As soon as Jesus was baptised he came up from the water, and suddenly the heavens opened and he saw the Spirit of God descending like a dove and coming down on him. And a voice spoke from heaven, ‘This is my Son, the Beloved; my favour rests on him’.
The Gospel of the Lord: Praise to you Lord Jesus Christ

Kierans summary . . . The first reading is from Isaiah 42, a chapter that speaks of a servant who will achieve marvellous things: he will bring God’s righteousness to humanity and will be a covenant to the peoples and a light to all nations. But how is this servant going to accomplish such wonderful deeds? By his personal attributes or his frenzied actions? No! The servant’s defining characteristic is that he is beloved by the Lord, elected, chosen, selected out personally.

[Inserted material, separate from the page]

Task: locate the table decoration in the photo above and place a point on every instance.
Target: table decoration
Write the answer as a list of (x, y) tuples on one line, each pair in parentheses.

But he is not only chosen, he is also favoured, blessed, sustained and held by the hand. We find the same theme when we read Matthew’s account of the baptism of Jesus. Before the event, Jesus tells John the Baptist that he is not interested in following the human pecking order of who is superior to who, or who should baptize who: all Jesus cares about is fulfilling his mission. This involves starting from zero, becoming as lowly as the lowest one of us. But if Jesus starts from zero in human terms, then what is his foundation for the great mission of bringing God’s righteousness to the world? His starting point is manifested at the moment of his baptism. The Spirit descends on him and we hear the voice of the Father, “This is my son, the beloved, on whom my favour rests”. Jesus is the servant spoken of in Isaiah whose entire existence is grounded on the fact that he is loved, chosen and sent by the Father. And there is a fundamental message here regarding our baptism too. Woe to us if we do not see in the baptism of Jesus the meaning of our own baptism! Our life as Christians - our activity in the church - cannot be based upon our attributes, actions, or two-bit strategies! To confront the challenges we face as men, women, ministers of the Gospel, spouses, parents, colleagues, friends, we need to begin from who we are before God. The immensity of who we are for him is what our baptism testifies to. Our baptism cries aloud that our value in the eyes of God is worth infinitely more than our talents and attributes, our actions and what we possess. In baptism, God has gratuitously elected us, called us, chosen us, favoured us, blessed us, and loved us. He has taken us out from the old man and brought us into a new life that is based entirely on his love.  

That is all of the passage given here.